A human-raised and newly matured female black titi on first shouting, attracted the resident forest group to come closer until they became accustomed to her presence, although they always answered her calling with their duetting, later neither coming closer nor moving away. The female's vocalizations sometimes attracted several individual males in short order, which attempted to duet with the female. Since the female had been raised by humans, she did not show interest in duetting with the newly appeared males nor in establishing a relationship with them, and the males eventually desisted and left. The only exception to this was one male which attempted to establish a relationship during two years before giving up and leaving during an accidental 26-day absence of the female when she became inadvertently lost in the forest.

Some vocalizations of black titi are listed here:
1. Morning duet – the most commonly heard vocalization of the pair, singing in duet, complex and utilized to defend territory; it is interchanged with neighboring groups as counter-singing
2. Danger peep – various soft, high-pitched peeps but sometimes low intensity, advising of danger; very difficult to localize
3. Purr – sounds very much like a cat's purr; used by all members of the group to show contentment, affection or request for food, grooming or contact;
4. Rough growl – given by young animals when complaining of rain or when greeting adults
5. Sharp scream – when fighting to express extra disgust
6. Play growl – low, gargling growl used in play and changing in tone, terminating in interrogative tone
7. Soft whine – especially young animals but also adults when requesting something of another such as food or while grooming another
8. Bark – loud, sharp and sudden bark when molested by the unwelcome close presence of other larger primates such as Lagothrix, Cebus, Ateles or raptors.
Individuals of both sexes occasionally mark their chests with pungent wadded leaves, rubbing the leaf up onto the throat and chin to the mouth, where the wad is wetted and rubbed down again, repeated various times while looking up into the air.

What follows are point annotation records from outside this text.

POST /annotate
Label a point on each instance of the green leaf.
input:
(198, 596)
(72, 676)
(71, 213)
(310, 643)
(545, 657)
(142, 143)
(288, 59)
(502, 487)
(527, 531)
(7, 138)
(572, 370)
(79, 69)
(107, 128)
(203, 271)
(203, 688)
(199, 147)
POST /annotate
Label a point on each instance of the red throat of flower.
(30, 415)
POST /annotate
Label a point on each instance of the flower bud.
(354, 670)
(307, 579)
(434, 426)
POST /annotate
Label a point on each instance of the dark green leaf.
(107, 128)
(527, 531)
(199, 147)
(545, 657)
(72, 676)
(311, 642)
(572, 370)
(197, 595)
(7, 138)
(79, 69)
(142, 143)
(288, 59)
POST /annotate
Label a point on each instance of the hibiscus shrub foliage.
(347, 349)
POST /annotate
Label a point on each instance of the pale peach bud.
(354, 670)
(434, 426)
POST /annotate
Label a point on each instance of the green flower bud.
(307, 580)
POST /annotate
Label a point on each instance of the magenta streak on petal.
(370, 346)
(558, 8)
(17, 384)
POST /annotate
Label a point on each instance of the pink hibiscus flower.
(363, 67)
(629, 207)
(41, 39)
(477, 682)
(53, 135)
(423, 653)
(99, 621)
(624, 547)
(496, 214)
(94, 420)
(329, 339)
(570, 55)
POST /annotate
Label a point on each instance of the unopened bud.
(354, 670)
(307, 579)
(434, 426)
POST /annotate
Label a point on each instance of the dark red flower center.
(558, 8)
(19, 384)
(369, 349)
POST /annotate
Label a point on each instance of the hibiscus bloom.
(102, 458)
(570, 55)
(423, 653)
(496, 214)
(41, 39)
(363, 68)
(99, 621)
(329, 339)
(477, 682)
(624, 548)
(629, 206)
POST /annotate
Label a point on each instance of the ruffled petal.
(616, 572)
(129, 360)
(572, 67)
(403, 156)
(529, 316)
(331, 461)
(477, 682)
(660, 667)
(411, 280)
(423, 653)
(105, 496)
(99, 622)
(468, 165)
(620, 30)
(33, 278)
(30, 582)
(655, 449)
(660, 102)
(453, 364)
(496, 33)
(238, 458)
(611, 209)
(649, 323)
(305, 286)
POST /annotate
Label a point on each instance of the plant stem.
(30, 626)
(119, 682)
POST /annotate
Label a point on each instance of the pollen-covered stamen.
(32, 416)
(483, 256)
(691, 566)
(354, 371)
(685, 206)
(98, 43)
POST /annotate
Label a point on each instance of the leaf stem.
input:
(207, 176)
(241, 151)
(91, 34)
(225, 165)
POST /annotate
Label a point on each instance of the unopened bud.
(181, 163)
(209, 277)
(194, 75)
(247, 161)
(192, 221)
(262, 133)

One wild male did this as he approached the tame estrus female, who was near a building, after this male had left the forest and while walking on the elevated poles which had been set up for monkey travel. Another foraging female marked herself in the presence of an observing human who was 20 m from her.

Displays are similar to the coppery titi, which were first described by Moynihan (1966, 1967, 1976a). Some displays are listed here: (1) piloerection – agonistic; excited state when attacked or attacking; during danger; (2) arched-back – agonistic; before some attacks or when threatened; position held for several seconds; (3) tail twinning – when duetting or resting the pair often wind their tails around each other's tail; (4) tongue flicking – in two contexts; aggressive just before attack or as space reducer towards mate and probably just before copulation (hand-raised female at EBC tongue flicks at human "parent", especially at height of estrus cycle; (5) chest rubbing – using a wadded leaf the individual rubs from throat to chest after first wetting the leaf with saliva; performed in presence of human observer; nervousness.

Kinzey et al. observed play behavior only between the infant and male and between two juveniles. Agonistic behavior is common between neighboring groups and can sometimes results in fights, although usually the aggression is limited to intergroup vocalization.

=== Interspecific interactions and predators ===
The black titi usually attempts to move out of the path of passing troops of brown woolly monkey or tufted capuchin, although sometimes the small monkeys give a burst of loud and aggressive-sounding vocalization ("bark") when they are approached closely by the larger species. Titis frequently hides and shows much caution towards raptors. Being frightened causes them to give alarm peeps, probably because they must be especially alert to predators. A margay was detected alongside a dead black titi during recent censuses on the Purité River in Colombia, although the monkey was not freshly killed. The local group was no longer observed after this.

== Status ==
It is considered of least concern on the IUCN Red List. It may be protected in Chiribiquete National Park and El Tuparro National Park and in the two biological preserves Nukak and Puinawai.